Text ‘Pick-Up’: Towns are partnering with an app to recycle residents’ electronics and clothes
Residents in local communities can text Curb My Clutter, a Montgomery County-based company, to pick up electronics and clothing for recycling.
Aging computers, televisions, and other electronic devices often have one thing in common.
“They’re really hard to get rid of," said Steve McNelis, director of the Radnor Township Public Works Department.
Radnor, Main Line neighbor Tredyffrin Township, and other towns have occasional e-waste drop-off events, but the lines are long, and people complain.
But this year, Radnor and Tredyffrin have joined eight other municipalities in offering residents another option: They can text a local company to pick up their stuff at their door.

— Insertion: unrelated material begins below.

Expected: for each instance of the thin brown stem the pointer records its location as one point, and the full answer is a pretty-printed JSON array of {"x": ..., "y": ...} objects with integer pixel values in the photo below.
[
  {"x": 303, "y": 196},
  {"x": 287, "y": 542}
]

Curb My Clutter, a for-profit company based in Souderton Borough, Montgomery County, picks up both electronics and clothing to sell to third parties for reuse or recycling.
“I think most people in America want to do the right thing" by keeping usable items out of landfills, said Bob Anderson, the company’s vice president of business development, but “a lot of people just don’t have a means” for moving their stuff.

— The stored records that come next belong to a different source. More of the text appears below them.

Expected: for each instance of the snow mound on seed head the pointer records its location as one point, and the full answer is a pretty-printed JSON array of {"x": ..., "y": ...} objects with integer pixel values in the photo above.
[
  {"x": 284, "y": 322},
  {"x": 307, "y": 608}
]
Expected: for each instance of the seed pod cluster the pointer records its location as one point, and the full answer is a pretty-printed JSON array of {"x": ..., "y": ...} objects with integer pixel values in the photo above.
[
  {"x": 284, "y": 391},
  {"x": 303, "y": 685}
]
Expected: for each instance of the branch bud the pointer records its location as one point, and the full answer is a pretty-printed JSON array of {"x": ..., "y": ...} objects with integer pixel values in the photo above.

Residents get the convenience of scheduling pickups at their homes, and municipalities say they save time and money.
Communities in the area typically spend $50 to $85 per ton on landfill fees, said Anderson, a member of Philadelphia’s Solid Waste and Recycling Advisory Committee who has worked in the industry for three decades. So reducing waste reduces total fees.
Cutting waste also helps communities in Pennsylvania and New Jersey qualify for state environmental grants.
Municipalities do not pay for Curb My Clutter, which collects most items for free, the exception being the fees it charges for televisions — $35 for newer, flat-screen televisions or $100 for older, bulkier ones.
The company does not charge for picking up other electronics, such as stereo equipment, gaming consoles, and computers. It collects shoes, Halloween costumes, and jackets; bedding, such as comforters, sheets, and blankets; and household items, such as curtains, towels, and tablecloths.
Curb My Clutter targets clothes headed not to Goodwill or a local thrift shop but to the dumpster. Roughly 10.5 million tons of textiles went to landfills through municipal waste in 2015, according to the most recent U.S. Environmental Protection Agency data. But clothing can fetch $400 to $700 per ton if recycled for domestic or international use, Anderson said.
“You have all this significant value that’s just going in the landfill,” he said.
In addition to Radnor and Tredyffrin, Curb My Clutter makes local pickups in Swedesboro Borough and Woolwich Township, Gloucester County; Gloucester and Pine Hill Townships, Camden County; and Springfield and Lower Merion Townships, Montgomery County. The company also operates in Bethlehem, Pa., and in Westfield, in North Jersey.
The company is in talks with several other Philadelphia-area communities and expects to add hundreds of thousands of households in the next few months, Anderson said.
Philadelphia plans to bring back bulk trash pickups at residents’ curbs, a service the city discontinued in 2008 to save money. But some towns and cities, including Woolwich, would rather cede responsibility for disposing of electronics to Curb My Clutter.
“It frees up our workers [to do] the other thousand things they have to do in the township," Mayor Vernon Marino said. “It’s good for the environment, good for the community.”
Nearly 200 residents in Woolwich, which became the first community to partner with Curb My Clutter in February 2018, have gotten rid of roughly 6,640 pounds of clothing and 13,900 pounds of electronics, according to the company.
Since Tredyffrin began its pilot program with the company in January, 15 residents have set out nearly 140 pounds of clothing and about 750 pounds of electronics. Since last summer, Curb My Clutter has picked up 3,060 pounds of clothing from Gloucester Township residents.
Gloucester picks up residents’ bulk trash but not clothes.
“We encourage our residents to recycle as much as they can and now we’re providing the ability to recycle clothing,” said Mayor David Mayer, adding that the service fits into the township’s sustainability goals.
Although the township teams up with counterparts in Camden County to reduce the cost of trash disposal, Mayer said landfill fees rise every year. Gloucester pays $60.50 per ton.
Mayer said township officials hope to make people aware “that there is a price, a cost to disposing of trash.”